Thursday, March 18, 2010

Tyler Mathisen Must Go- Part 2

Only a month after I wrote this post, Ole' Ty, a/k/a Tyler Mathisen of CNBC, has provided still more evidence that somebody at CNBC needs to give the old campaigner the hook.

This afternoon, while discussing Aetna's decision to change its planned communications with investors, in light of the attacks from Washington Democrats, Ty managed to totally misunderstand the nature of the evolving risks in the health insurance sector.

While Michelle Caruso-Cabrera sensibly noted the assault on all health insurers, and their reasonable profits, by Congress and the administration, Ole' Ty weighed in with the hopeful thought that Aetna and its ilk will receive many more customers from ObamaCare.

Ty rambled on about how, whether those customers are subsidized, or not, they still represent new revenues.

If only Ty had a full brain, he'd remember that profits are revenues MINUS costs! And that the longer term aim of Washington's bureaucrats is to, first, direct subsidized new customers to insurers like Aetna. Then they will observe how much federal money Aetna receives, and squelch premium increases, while expanding mandated coverage.

It won't take very long for insurers like Aetna to begin losing money, as their premiums are capped and their payouts are increased.

Ole' Ty doesn't get this. So, in addition to being irascible, churlish, curmudgeonly and cranky, you may now add....stupid.

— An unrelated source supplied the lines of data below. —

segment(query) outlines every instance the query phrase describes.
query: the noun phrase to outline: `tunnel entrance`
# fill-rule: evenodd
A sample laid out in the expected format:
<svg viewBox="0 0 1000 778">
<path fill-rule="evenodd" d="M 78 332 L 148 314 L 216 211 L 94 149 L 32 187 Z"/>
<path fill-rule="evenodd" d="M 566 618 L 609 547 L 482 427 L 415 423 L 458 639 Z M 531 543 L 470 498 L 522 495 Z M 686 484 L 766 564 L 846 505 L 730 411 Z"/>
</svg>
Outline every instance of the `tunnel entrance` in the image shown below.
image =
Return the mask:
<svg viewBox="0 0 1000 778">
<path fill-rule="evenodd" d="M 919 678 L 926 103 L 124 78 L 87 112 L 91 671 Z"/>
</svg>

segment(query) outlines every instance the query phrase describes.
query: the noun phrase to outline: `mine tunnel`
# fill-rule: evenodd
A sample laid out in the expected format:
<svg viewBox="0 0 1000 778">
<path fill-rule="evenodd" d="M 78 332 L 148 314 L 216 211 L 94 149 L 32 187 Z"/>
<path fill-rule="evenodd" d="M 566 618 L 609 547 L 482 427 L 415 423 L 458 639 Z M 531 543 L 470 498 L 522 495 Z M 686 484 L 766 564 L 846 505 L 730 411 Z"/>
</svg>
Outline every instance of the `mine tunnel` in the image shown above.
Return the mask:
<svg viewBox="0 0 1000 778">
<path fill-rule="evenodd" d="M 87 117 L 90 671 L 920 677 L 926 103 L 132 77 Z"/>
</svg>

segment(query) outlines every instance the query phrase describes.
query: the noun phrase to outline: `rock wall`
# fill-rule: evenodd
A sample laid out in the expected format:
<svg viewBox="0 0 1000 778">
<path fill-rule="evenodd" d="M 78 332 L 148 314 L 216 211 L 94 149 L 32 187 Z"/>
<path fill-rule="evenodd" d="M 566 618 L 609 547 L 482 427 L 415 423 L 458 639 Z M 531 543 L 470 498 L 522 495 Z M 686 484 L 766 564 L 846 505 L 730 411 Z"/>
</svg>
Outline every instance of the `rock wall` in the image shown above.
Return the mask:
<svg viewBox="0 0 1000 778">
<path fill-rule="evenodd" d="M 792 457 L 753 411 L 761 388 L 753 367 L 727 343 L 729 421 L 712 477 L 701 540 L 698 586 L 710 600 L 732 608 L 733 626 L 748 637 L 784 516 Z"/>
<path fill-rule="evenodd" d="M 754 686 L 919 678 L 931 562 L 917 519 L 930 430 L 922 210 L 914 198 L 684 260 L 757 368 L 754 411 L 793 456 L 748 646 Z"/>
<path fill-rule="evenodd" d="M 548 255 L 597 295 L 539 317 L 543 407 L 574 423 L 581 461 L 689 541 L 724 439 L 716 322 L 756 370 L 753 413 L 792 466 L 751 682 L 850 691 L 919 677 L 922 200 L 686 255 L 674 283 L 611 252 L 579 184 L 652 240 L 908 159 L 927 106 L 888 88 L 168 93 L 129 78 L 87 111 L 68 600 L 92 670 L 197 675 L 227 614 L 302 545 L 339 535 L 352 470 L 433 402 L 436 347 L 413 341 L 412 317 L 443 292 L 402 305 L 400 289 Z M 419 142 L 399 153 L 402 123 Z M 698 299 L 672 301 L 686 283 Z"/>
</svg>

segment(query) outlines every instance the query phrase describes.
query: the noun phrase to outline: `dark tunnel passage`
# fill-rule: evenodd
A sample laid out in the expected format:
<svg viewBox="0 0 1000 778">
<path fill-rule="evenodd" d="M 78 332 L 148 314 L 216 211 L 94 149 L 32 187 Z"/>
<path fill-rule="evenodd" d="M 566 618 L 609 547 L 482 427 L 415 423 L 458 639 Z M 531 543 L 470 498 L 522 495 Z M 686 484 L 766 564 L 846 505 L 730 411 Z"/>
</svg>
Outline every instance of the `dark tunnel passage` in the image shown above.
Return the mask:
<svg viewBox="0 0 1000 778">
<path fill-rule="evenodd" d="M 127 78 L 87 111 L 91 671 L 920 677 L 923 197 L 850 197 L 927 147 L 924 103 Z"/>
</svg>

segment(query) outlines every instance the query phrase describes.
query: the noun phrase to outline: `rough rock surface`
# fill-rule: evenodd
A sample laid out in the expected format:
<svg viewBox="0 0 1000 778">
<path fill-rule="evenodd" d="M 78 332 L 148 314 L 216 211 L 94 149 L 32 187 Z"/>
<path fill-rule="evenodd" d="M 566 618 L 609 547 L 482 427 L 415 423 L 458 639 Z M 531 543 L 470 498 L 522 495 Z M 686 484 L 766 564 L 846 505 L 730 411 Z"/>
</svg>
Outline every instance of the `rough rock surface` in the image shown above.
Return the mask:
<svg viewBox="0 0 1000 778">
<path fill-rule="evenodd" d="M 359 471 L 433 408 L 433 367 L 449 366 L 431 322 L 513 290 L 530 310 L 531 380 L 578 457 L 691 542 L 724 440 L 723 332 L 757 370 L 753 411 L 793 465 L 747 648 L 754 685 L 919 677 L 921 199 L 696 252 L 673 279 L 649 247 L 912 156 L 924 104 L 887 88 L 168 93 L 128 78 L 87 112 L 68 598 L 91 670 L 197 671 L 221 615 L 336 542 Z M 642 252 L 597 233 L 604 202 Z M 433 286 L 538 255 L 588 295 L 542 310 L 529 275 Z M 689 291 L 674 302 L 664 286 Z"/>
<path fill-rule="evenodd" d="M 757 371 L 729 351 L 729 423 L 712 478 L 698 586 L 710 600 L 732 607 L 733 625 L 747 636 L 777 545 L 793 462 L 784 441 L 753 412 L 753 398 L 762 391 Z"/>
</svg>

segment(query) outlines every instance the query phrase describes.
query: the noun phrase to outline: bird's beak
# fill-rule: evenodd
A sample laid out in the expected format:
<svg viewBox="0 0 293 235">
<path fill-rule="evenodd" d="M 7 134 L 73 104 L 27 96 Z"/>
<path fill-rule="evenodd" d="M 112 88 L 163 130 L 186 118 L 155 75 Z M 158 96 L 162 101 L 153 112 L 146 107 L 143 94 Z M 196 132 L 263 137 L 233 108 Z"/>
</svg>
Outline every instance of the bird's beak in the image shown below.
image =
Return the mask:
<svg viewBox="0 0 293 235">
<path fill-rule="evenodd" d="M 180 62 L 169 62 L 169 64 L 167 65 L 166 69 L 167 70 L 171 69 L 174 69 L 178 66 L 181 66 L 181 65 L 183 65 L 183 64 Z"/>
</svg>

It's clear that CNBC's on-air cupboard has become barren, what with the loss over the past year of Bill Griffeth, Charlie Gasparino, Becky Jarvis, Dylan Ratigan (no great loss), and another female anchor whose name escapes me who left to join the Fox Business News startup at its inception.

But, surely, CNBC's management can do better than dragging Ole' Ty out of his dotage and propping him up in front of a camera each afternoon?

2 comments:

Anonymous said...

Very good points regarding Tyler Mathisen. He sounded like the stereotypical sales guy who says it doesn't matter if they lose money on sales, they make it up in volume.

I thought more, and agree with your points about sovereign CDS. My only concern is that as long as people like Geithner and Bernanke are regulators / central bankers, the public will be forced to bail out brokers/banks that lose money on these bets, either through taxes or inflation. And that makes my blood boil. I don't want to bail out people making these bets, and if the only way to do that is to ban them, then I find that an acceptable trade off. Even though it would be preferable to have someone like you running the Fed or Treasury, who isn't afraid to refuse to bail out banks that go bust.

C Neul said...

Thanks for your comment and compliment.